Изменить размер шрифта - +

Сара издала глубокий вздох, перешедший в сопение. Она уже спала.

 

Мэгги пошла по коридору и увидела, что внизу горит свет. Она остановилась и перегнулась через перила. Передняя была освещена. Мэгги увидела большое итальянское кресло с позолоченными ножками-лапами. На нем лежал брошенный матерью плащ, его золотистые складки мягко ниспадали на фоне темно-красной обивки. На столе стоял поднос с виски и сифоном. Затем Мэгги услышала голоса родителей, поднимавшихся по кухонной лестнице. Они возвращались с цокольного этажа. Недавно в одном из домов на их улице было совершено ограбление, и мать обещала врезать новый замок в дверь кухни, но забыла. Мэгги услышала, как отец сказал:

— …расплавят, и поминай как звали.

Мэгги поднялась на несколько ступенек.

— Мне очень стыдно, Дигби, — сказала Эжени, когда они вошли в переднюю. — Я завяжу узелок на носовом платке. И схожу завтра утром сразу после завтрака… Да, — она подхватила с кресла плащ, — пойду сама и скажу: «С меня хватит ваших оправданий, мистер Той. Вы слишком часто меня обманывали. После стольких лет!»

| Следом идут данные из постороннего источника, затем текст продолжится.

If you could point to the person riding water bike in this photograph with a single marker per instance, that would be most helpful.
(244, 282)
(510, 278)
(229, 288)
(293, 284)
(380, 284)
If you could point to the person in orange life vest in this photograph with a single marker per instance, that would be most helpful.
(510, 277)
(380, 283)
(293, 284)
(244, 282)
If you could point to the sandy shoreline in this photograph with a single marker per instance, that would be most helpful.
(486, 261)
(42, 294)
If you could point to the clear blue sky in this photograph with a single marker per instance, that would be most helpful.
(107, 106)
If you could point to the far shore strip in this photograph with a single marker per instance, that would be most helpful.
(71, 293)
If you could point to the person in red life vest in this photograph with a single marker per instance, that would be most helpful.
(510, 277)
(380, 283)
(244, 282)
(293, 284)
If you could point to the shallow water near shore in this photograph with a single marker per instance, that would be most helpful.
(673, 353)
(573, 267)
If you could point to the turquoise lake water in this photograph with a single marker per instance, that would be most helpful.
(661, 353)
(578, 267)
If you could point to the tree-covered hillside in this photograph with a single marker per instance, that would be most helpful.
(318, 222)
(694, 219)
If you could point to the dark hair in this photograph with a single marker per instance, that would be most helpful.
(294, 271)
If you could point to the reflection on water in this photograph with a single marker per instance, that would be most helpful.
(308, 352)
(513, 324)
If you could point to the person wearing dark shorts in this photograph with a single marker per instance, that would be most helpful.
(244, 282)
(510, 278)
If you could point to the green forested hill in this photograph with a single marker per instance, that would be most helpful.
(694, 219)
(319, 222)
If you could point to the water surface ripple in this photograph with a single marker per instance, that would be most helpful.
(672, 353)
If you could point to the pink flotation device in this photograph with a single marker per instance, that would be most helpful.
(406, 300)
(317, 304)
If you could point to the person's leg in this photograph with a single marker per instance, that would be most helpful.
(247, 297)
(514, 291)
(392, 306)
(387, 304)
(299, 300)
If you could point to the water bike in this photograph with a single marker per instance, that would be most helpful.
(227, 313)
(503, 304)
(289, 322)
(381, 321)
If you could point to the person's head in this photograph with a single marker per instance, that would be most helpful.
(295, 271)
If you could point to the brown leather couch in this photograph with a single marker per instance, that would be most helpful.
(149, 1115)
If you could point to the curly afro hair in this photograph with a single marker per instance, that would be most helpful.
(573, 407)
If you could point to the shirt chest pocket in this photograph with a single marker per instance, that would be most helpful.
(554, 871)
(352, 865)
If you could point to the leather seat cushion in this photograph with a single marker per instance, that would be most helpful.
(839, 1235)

Последовала пауза. Мэгги услышала, как журчит, наливаясь в бокал, газированная вода, затем звякнуло стекло, после чего свет погас.

 

1908

 

Был март, и дул ветер. Впрочем, он не «дул». Он рвал и хлестал. Он был так жесток. Так несносен. Он не только выбеливал щеки и покрывал красными пятнами носы, он задирал юбки, выставлял напоказ толстые ноги, заставлял штанины облеплять костлявые голени. В нем не было плавности, полноты. Он скорее напоминал серп, но не тот, что жнет колосья во благо, а тот, что губит, наслаждаясь бесплодной пустотой. Одним порывом он стирал цвет — отнимал его даже у полотен Рембрандта в Национальной галерее, даже у роскошного рубина в витрине на Бонд-стрит: один порыв — и все обесцвечено. Если где и была родина у этого ветра, то на Собачьем острове, среди консервных банок, сваленных рядом с серой ночлежкой, на окраине грязного города. Ветер взметал гнилые листья, даря им еще одну судорогу тленного существования, издевался над ними, высмеивал их, однако ему нечем было заменить свои осмеянные жертвы на их опустевшем месте. Они падали на землю. Бесцельный и бесплодный, визжащий от восторга разрушения, он мог лишь сдирать кору, сбивать цветы, обнажать голую кость, гасить свет в окнах, загонять пожилых господ глубже и глубже в пахнущие кожей пазухи клубов, а пожилых дам с пустыми глазами и дряблыми щеками обрекать на безрадостное сидение среди кисточек и салфеток в спальнях и кухнях. Торжествуя в своем распутстве, он опустошал улицы, гнал перед собой живую плоть, налетал на мусорный фургон, стоявший у Военно-Морского магазина, и разбрасывал по мостовой старые конверты, комки волос, бумажки, измазанные кровью, или чем-то желтым, или типографской краской, и швырял их в гипсовые ноги, в фонарные столбы, в стенки почтовых ящиков, заставлял их ожесточенно лепиться к окрестным оградам.

 

Мэтти Стайлз, смотрительница дома на Браун-стрит, которая, нахохлившись, сидела в цокольном этаже, подняла голову. По тротуару несло пыль. Она проникала под двери, сквозь оконные рамы, покрывала сундуки и шкафы. Но Мэтти это не трогало. Она была из невезучих. Она думала, что место будет надежное и на нем удастся скоротать лето. Хозяйка умерла, хозяин тоже. Мэтти получила работу через своего сына, полицейского. Дом с таким цокольным этажом ни за что не уйдет до Рождества — так ей сказали. Ей надо было только показывать дом покупателям, которые приходили от агента с разрешением на осмотр. Она всегда обращала их внимание на цокольный этаж, на то, какой он сырой. «Видите, на потолке пятно». Вон оно, отлично заметно. И все равно, покупателю из Китая дом пришелся по вкусу. Годится, сказал он. У него было свое дело в городе. Какая же она невезучая — всего через три месяца переселяться к сыну в Пимлико.